3. **Ordering.** Order the results by `year`, then `week_start_date`.
## Output
Return a table with:
- `year` (INT)
- `week_start_date` (DATE)
- `num_customers_ge_1000_ytd` (INT)
(If you assume a single year, the original minimal output of `week_start` and `num_customers_ge_1000_ytd` is also acceptable — the `year` column is what generalizes it to multiple years.)
Quick Answer: Databricks data-scientist technical-screen question: given a transactions table, compute for each calendar week the number of distinct customers whose year-to-date spend reaches at least $1000, resetting YTD each January and supporting multiple years.
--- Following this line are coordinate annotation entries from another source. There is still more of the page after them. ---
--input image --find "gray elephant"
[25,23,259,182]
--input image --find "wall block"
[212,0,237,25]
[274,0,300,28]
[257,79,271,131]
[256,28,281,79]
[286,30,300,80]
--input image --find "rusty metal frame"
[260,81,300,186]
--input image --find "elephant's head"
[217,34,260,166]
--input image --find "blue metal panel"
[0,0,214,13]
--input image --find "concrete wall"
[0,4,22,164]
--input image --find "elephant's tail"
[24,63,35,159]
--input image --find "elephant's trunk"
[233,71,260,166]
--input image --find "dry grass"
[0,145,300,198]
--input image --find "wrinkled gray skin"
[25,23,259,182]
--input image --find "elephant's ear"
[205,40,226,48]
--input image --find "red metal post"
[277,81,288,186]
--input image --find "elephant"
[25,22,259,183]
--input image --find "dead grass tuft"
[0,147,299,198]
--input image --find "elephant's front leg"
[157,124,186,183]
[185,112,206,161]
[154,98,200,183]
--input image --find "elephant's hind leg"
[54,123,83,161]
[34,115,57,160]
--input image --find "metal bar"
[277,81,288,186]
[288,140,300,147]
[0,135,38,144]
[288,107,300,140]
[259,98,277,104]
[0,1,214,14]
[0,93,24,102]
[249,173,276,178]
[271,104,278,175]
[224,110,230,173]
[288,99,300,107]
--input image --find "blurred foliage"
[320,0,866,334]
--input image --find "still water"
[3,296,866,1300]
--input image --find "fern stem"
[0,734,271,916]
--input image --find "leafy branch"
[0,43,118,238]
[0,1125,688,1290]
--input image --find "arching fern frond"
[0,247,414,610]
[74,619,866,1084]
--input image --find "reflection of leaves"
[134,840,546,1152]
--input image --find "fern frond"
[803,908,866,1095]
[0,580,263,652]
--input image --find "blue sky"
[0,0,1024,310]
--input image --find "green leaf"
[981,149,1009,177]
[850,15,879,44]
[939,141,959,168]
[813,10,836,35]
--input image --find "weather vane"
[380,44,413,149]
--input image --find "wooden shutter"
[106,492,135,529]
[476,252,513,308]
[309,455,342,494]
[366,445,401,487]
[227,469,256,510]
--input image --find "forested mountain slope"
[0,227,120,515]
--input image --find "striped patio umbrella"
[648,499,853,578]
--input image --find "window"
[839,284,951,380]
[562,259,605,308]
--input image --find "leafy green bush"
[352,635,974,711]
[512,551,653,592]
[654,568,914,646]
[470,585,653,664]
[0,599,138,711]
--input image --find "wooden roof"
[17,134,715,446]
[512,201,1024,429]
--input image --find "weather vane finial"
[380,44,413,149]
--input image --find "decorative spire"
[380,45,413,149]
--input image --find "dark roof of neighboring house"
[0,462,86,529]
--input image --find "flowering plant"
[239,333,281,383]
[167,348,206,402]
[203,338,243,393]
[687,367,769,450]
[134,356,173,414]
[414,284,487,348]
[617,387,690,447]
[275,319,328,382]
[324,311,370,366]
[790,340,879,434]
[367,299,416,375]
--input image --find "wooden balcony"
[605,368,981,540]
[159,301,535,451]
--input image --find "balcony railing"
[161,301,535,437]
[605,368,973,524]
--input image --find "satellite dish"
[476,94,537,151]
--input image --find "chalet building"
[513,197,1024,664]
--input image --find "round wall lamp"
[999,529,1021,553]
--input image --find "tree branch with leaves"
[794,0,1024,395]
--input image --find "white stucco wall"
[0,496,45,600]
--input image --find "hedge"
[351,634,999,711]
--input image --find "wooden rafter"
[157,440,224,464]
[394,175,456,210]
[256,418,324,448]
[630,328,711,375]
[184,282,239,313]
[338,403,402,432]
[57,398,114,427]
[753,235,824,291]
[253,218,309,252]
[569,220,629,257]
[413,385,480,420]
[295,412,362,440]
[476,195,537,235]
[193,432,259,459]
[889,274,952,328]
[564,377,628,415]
It tests running-total window functions, per-customer-then-threshold logic, Monday-week bucketing, and distinct counts in SQL or pandas.
Solution
The core trap is that a customer who crosses $1000 stays counted for the rest of the year — so you cannot simply tally per-week new-spenders, and you must accumulate spend *per customer* before thresholding, not aggregate first and threshold a running total of the aggregate.
**Approach (two stages):**
1. **Per-customer, per-week cumulative YTD.** Bucket each transaction into its `(year, week_start)` and sum `dollars` per `(customer_id, year, week)`. Then take a running cumulative sum over weeks within each `(customer_id, year)`, partitioned by year so YTD resets every Jan 1.
2. **Threshold then count distinct.** For each `(year, week)`, count how many customers have cumulative YTD ≥ 1000 as of that week. Because the cumulative sum is monotonically non-decreasing within a year, once a customer reaches the threshold they remain counted in every later week of that year.
A subtlety: a customer only has rows for weeks in which they transacted. To count them in *intervening* weeks where they didn't spend (but their YTD is still ≥ 1000), you must carry their cumulative value forward across all weeks of the year. The cleanest way is to evaluate, for each week present in the data, every customer whose first week of reaching ≥ $1000 is ≤ that week.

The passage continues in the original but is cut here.